К тому моменту, когда решила отцепляться, мне уже было трудно дотянуться до подушки отцепки. Центробежная сила сделала руки пудовыми, и только ужас, только острый животный страх заставил меня дотянуться до груди и уже на критической высоте дернуть кольцо запаски. И – открылся, тряханув меня, запасной купол! Шелковые стропы обожгли ладони, кожа содрана, ногти обломаны, руки в крови, но я уже в безопасности и – живая, живая! – плавно двигаюсь вниз к земле…

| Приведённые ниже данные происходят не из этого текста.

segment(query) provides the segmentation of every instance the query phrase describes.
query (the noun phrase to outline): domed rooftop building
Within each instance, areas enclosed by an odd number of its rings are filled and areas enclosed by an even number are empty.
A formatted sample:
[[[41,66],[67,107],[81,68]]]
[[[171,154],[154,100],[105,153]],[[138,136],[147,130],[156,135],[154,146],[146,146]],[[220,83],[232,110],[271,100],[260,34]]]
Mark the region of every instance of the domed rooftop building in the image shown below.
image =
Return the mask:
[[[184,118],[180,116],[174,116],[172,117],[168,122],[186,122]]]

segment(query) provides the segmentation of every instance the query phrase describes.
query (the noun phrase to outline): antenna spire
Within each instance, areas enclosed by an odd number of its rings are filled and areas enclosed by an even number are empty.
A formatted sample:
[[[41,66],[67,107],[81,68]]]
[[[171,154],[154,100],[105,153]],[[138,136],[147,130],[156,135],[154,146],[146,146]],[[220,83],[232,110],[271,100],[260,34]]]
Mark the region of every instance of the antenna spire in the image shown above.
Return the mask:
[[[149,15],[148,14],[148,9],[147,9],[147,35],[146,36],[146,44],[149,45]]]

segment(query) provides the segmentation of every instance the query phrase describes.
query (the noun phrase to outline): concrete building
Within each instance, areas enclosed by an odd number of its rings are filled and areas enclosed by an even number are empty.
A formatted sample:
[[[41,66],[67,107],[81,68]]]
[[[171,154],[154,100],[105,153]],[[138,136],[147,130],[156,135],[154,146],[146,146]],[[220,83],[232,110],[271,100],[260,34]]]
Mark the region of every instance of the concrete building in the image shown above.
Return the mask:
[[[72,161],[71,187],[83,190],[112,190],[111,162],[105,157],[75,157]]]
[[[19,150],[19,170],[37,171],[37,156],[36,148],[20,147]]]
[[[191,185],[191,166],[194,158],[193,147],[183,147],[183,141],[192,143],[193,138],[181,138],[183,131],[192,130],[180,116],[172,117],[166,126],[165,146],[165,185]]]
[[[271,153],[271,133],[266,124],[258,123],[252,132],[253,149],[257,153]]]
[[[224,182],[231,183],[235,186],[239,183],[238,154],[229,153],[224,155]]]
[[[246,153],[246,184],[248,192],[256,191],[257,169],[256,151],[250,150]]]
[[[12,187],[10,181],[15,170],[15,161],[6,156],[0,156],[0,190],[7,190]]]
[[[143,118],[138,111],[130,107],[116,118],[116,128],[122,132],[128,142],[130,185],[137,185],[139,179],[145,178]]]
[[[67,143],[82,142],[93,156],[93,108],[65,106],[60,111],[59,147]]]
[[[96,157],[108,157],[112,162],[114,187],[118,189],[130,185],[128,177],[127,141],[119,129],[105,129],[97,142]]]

По идее, меня должны были выгнать из парашютного звена. Выгоняли и за менее серьезные провинности. Так навсегда исчезали из поля зрения те, кто самовольничал, выпендривался,
«Разбор полетов» проходил глубоким вечером за закрытыми дверьми, так что мне оставалось одно: забраться на свой панцирный ярус в нашем девчоночьем шиферном домике и попытаться уснуть. К слову сказать, выключилась я мгновенно, хотя перевязанные руки болели, а душу выедала грызучая тоска – но отключилась мгновенно, и снилось мне все то же безжалостное и благословенное небо, и звенящая тишина, и ветер, забивающий рот…
…А потом над ухом гаркнули: «Подъем!» – и весь наш домик вмиг ожил, радостно засуетился, девчонки выпорхнули на улицу: умываться, чистить зубы, проверять парашюты…
Все поглядывали на меня сочувственно, но помалкивали, в душу не лезли. А я понимала: жизнь кончилась, не успев начаться. Вот уеду сейчас на попутке в Киев, и никогда-никогда не увижу больше этих людей, и не почувствую больше сладкого страха высоты и тех считаных, но незабываемых минут блаженного обладания миром, сходящимся к твоим ногам…
Повернулась к стене, вжалась лицом в подушку…
Вдруг зычный сорванный голос:
– Резвина! Тебе особое приглашение требуется?
Это был голос инструктора Сан-Петровича. Он стоял в дверях и строго так на меня смотрел. Даже чуток презрительно.
– Может, тебе сюда самолет подогнать?
О-о-о!!! Еще никогда я так быстро не взлетала со своего панцирного насеста, никогда так шустро не обливалась, обжигаясь ледяной водой, никогда не мчалась так, задыхаясь, к летному полю, на ходу срывая бинты с ладоней; никогда еще не проверяла так тщательно – сама и только сама! – лично мною уложенный парашют…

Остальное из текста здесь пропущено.